The dataset covers the following data on hybrid open access articles:
* Number of articles: **`r nrow(apc_se_hybrid_not_offset)`**
* Total expenditure: **`r format(sum(apc_se_hybrid_not_offset$euro), scientific=FALSE)` €**
* Average fee: **`r format(mean(apc_se_hybrid_not_offset$euro), digits = 4)` €**
* Median fee: **`r median(apc_se_hybrid_not_offset$euro)` €**
* Share of articles with no fees: **`r format(100 * sum(apc_se_hybrid_not_offset$euro == 0)/nrow(apc_se_hybrid_not_offset), digits = 2)` %**
Hybrid OA and APC costs per institution (note that both delivering and non-delivering institutions are included):
```{r, hybrid articles}
apc_summary_hybrid_not_offset <- apc_se_hybrid_not_offset %>%
group_by(organisation) %>%
summarise(Articles= n(),
Fees = sum(euro),
Mean = mean(euro),
Median = median(euro),
Share_no_fees = 100*mean(euro == 0)
)
names(apc_summary_hybrid_not_offset) <- c("Organisation", "Articles", "Fees paid (€)", "Mean APC (€)",
"Median APC (€)", "Share of articles w/o fee (%)")
knitr::kable(apc_summary_hybrid_not_offset, digits = 0, format.args = list(big.mark = " "))
```
The following diagram shows the most used subscription journals for publishing hybrids.

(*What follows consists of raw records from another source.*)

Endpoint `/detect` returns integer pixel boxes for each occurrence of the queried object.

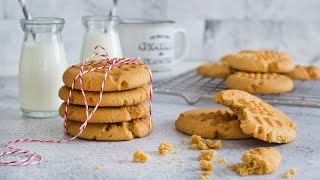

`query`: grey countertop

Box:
[0,77,320,179]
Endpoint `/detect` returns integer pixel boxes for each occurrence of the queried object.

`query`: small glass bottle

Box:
[19,17,67,118]
[81,16,122,61]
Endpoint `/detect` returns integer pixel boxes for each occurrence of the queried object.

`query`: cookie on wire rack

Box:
[225,72,293,94]
[223,50,294,73]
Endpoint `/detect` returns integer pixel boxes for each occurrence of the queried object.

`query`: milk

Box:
[19,41,67,112]
[81,29,123,61]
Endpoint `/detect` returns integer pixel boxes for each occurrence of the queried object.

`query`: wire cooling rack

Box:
[154,70,320,108]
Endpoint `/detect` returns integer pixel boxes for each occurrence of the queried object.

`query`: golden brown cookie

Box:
[62,60,150,91]
[175,108,250,139]
[224,50,294,73]
[59,84,150,107]
[59,102,149,123]
[197,61,231,78]
[214,90,296,143]
[225,72,293,94]
[233,147,281,176]
[286,65,320,80]
[66,116,150,141]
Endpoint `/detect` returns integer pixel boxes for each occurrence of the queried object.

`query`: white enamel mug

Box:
[119,19,189,71]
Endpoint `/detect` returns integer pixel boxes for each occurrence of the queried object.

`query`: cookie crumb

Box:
[188,144,198,150]
[199,171,212,179]
[198,149,217,161]
[200,160,213,170]
[217,158,227,164]
[96,165,102,171]
[197,141,208,150]
[229,164,238,171]
[283,168,297,179]
[158,142,173,156]
[283,172,291,179]
[133,150,150,163]
[290,168,297,175]
[191,134,202,144]
[206,139,222,149]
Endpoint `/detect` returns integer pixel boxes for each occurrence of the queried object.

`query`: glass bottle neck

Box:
[82,16,119,33]
[20,17,64,43]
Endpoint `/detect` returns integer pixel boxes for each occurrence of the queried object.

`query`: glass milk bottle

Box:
[81,16,122,61]
[19,17,67,118]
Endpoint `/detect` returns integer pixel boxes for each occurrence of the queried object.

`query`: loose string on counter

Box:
[0,45,153,166]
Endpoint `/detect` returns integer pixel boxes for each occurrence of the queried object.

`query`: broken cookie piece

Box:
[206,139,222,149]
[229,147,281,176]
[200,160,213,170]
[133,150,150,163]
[191,134,202,144]
[158,142,173,156]
[198,149,217,161]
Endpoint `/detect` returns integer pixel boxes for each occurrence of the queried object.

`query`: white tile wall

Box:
[0,0,320,75]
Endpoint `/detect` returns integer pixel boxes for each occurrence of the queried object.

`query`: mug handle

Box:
[174,28,190,64]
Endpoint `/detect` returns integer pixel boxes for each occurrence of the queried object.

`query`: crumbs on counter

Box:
[133,150,150,163]
[206,139,222,149]
[283,168,297,179]
[199,171,212,179]
[217,158,227,164]
[188,134,222,150]
[200,160,213,170]
[96,165,102,171]
[198,149,217,161]
[158,142,173,156]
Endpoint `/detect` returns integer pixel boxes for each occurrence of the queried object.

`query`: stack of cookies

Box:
[197,50,320,94]
[59,60,151,141]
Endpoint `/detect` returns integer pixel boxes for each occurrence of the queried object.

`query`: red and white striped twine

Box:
[0,46,153,166]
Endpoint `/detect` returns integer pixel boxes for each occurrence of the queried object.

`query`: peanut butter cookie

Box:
[175,108,250,139]
[62,60,150,91]
[197,61,231,78]
[286,65,320,80]
[66,116,150,141]
[224,50,294,73]
[59,84,150,107]
[59,102,149,123]
[214,90,296,143]
[225,72,293,94]
[230,147,281,176]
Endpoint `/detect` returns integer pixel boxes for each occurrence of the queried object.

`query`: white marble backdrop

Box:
[0,0,320,75]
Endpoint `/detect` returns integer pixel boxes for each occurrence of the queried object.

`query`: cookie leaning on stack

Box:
[59,60,152,141]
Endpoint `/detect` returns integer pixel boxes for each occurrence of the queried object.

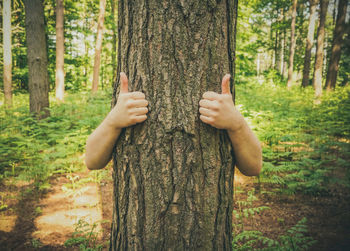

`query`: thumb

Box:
[120,72,128,93]
[221,74,231,94]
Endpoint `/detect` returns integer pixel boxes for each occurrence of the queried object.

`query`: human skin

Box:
[85,73,262,176]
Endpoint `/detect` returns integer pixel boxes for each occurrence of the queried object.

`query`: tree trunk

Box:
[2,0,12,108]
[56,0,64,101]
[332,0,339,25]
[111,0,118,82]
[111,0,237,250]
[287,0,298,88]
[326,0,348,91]
[23,0,49,118]
[92,0,106,93]
[302,0,318,87]
[280,15,287,76]
[312,0,328,98]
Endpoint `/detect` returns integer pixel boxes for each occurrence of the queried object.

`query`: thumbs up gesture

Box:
[106,72,148,129]
[199,74,244,131]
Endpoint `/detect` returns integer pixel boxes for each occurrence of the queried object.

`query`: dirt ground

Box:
[0,166,350,251]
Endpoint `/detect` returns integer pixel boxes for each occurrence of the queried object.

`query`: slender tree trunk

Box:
[332,0,339,25]
[302,0,318,87]
[23,0,49,118]
[287,0,298,88]
[326,0,348,91]
[111,0,118,82]
[312,0,329,98]
[92,0,106,93]
[56,0,64,101]
[111,0,237,250]
[2,0,12,108]
[279,9,286,76]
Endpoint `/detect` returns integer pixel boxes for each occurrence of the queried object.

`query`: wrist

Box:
[104,111,123,131]
[227,114,246,134]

```{r, hybrid most used journals}
#find top10 hybrid journals
top10publ_hybrid <- apc_se_hybrid_not_offset %>%
count(journal_full_title, publisher) %>%
top_n(10) %>%
arrange(desc(n))
names(top10publ_hybrid) <- c("Journal title", "Publisher", "Nr of articles")
knitr::kable(top10publ_hybrid, digits = 0, format.args = list(big.mark = " "))
```
## OA articles in offset deals
In offset deals a total number of articles is agreed upon, together with a license fee.
The dataset covers the following data on offset deal articles:
* Publishers with current offset deals: **`r offset_deals`**
* Number of articles: **`r nrow(apc_se_offset)`**
The following institutions have contributed to offset deals.
```{r, offset articles}
apc_summary_se_offset <- apc_se_offset %>%
group_by(organisation) %>%
summarise(
Articles= n()
)
names(apc_summary_se_offset) <- c("Organisation", "Articles")
knitr::kable(apc_summary_se_offset, digits = 0, format.args = list(big.mark = " "))
```
The following diagram shows the most used journals within the offset deals.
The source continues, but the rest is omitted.